CEDAR RAPIDS — Democratic governor hopeful Fred Hubbell calls Gov. Kim Reynolds’ cut to mental health care “a brutal thing” in television and radio ads.
Hubbell, one of seven Democrats running for the party’s 2018 gubernatorial nomination, says Iowa’s mental health system has “collapsed into crisis” because of funding cuts he blames on the Republican governor.
“The governor is cutting funding for mental health in our state and they’ve got people in the hallways, lying in beds, with no place to go,” the retired businessman says in his second TV ad and his first radio ad of the primary election campaign. “That’s just not how we take care of people. That’s not how we build our state.”
Hubbell and his wife, Charlotte, who is heard and seen in the 30-second television spot and one-minute radio ad, are critical of “severe cuts” to mental health funding by Reynolds and her predecessor, GOP Gov. Terry Branstad, as well as closing mental health institutes in Mount Pleasant and Clarinda and cutting psychiatric beds for children at another facility.
The cuts, “coupled with the continued Medicaid privatization disaster,” are choking existing mental health facilities, the Hubbells say.
According to the Treatment Advocacy Center, a national nonprofit promoting timely and effective treatment of mental illness, Iowa ranks “dead last in the number of psychiatric treatment beds available per capita,” and “47th in the number of psychiatrists licensed to provide care,” Hubbell said.
A spokesman for the Reynolds campaign called the ad “obviously wrong and dishonest.”
“Iowa has invested more than $2 billion into the mental health system over the past few years, reformed the system to deliver care in a modern and local way, and 150,000 more Iowans have mental health coverage than when (Branstad) took office in 2011,” Pat Garrett said.
He also cited a report that Iowa was rated seventh-best state for mental health care among the states.
“We know there is more to do. Gov. Reynolds cares deeply about this problem and is working on improving mental health care every single day,” Garrett said.
In contrast to Reynolds’ efforts, he added, Hubbell “is playing the type of political games Iowans are sick of, running misleading ads and proposing no real solutions.”
Earlier this week, Hubbell specifically called out the governor over the closure of an informal mental health facility in Centerville due to a lack of funding from the state and regional mental health authority. Hubbell called for more inpatient and outpatient beds as well as mental health counselors and psychiatrists — “and not just in Des Moines and Cedar Rapids.”

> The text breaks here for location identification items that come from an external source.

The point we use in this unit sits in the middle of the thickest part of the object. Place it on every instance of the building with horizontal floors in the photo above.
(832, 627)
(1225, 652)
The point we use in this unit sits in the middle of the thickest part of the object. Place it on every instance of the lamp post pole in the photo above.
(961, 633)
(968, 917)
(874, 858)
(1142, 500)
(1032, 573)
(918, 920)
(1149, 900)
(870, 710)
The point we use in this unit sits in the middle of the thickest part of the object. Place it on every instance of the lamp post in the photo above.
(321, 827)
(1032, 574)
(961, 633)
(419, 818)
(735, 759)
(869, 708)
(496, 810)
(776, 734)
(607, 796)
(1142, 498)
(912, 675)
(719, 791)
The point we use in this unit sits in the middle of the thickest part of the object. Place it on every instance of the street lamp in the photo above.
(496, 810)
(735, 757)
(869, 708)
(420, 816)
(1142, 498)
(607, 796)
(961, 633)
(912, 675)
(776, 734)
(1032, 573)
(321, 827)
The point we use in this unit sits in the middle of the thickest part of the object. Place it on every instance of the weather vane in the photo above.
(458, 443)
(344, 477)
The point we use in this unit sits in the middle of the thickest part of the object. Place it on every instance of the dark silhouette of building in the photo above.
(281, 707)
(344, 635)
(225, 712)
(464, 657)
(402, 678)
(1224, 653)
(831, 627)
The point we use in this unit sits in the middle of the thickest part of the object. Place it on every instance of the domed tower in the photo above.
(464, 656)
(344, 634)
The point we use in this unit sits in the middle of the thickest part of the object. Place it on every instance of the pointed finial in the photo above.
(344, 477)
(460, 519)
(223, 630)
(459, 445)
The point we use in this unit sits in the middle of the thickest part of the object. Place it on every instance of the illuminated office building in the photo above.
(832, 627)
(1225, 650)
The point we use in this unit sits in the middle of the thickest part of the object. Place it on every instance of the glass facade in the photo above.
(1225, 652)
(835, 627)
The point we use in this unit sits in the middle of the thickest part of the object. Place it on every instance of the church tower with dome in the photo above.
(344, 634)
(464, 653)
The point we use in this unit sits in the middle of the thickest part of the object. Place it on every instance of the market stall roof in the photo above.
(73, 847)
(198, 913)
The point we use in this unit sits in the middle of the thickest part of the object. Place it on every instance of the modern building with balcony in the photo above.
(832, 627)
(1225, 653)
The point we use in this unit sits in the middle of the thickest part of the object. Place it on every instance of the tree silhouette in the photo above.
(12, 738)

“I can’t tell you how many times I’m hearing, no matter what part of the state you start in, there’s somebody who has a mental health issue and they can’t find a bed locally,” he said. “So they’re driving to Davenport or to Sioux City or to Mason City or to Des Moines, regardless of where they are in the state. It’s just not working.”
Fixing the problem will take money and commitment, he said.
“But if we really want to address quality of life in our state we really need to take a much stronger position in this area,” he said.
In the ads, the Hubbells talk about their personal efforts to fund a new building at their hospital and an increase in beds for mental health services.
The television ad began airing Saturday. The radio spot started airing Wednesday. The ads can be seen or heard at FredHubbell.com.